Posted by Tony DeYoung on September 22, 2009

At Siggraph 2009,  Rick Bergman, Senior VP and General Manager of AMD, discusses how GPU-based computer graphics can enhance Hollywood productions. In particular he showcases MachStudio Pro as a critical tool for real-time creative work.

Hardware tesselation brings the artist vision into alignment with the final product

Posted by Tony DeYoung on August 17, 2009

SIGGRAPH 2009 was an exciting show for StudioGPU.  We showcased the upcoming version of MachStudio Pro V1.2 and announced that MachStudio Pro now ships with the FirePro V8750 2GB accelerator from AMD.
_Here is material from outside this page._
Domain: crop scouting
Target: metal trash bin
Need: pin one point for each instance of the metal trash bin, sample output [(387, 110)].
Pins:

But the fun part of the show was watching peoples’ jaws drop when they saw MachStudio Pro in action.  Everyone understands the concept of a really fast final renderer.  But real-time workflow, working creatively at final render quality was what drove the “I don’t believe it” reactions.  The best way to show you what I mean is to let you watch a demo we captured on camera.

The demo runs through real-time ambient occlusion,  lighting, on-the-fly shader adjustments and finally shows sub-pixel displacement mapping using hardware tessellation. 

Tessellation involves breaking down polygon meshes into higher poly meshes. In the video below, taking a simple polygon mesh and breaking each polygon down into smaller units allows the surface of the object/model to become smoother with a greater sense of depth and detail, including self-occlusion, self-shadowing and silhouettes.

But more detailed characters, especially with complex animation, devour memory and up storage requirements. Software runs into bandwidth issues so load times increase and memory demands shoot up. But the new version of MachStudio Pro takes advantage of the FirePro V8750 GPU to generate the additional complexity using hardware tessellation.

Hardware tessellation means there is no penalty hit for the virtually unlimited fineness and detail created by the displacement maps.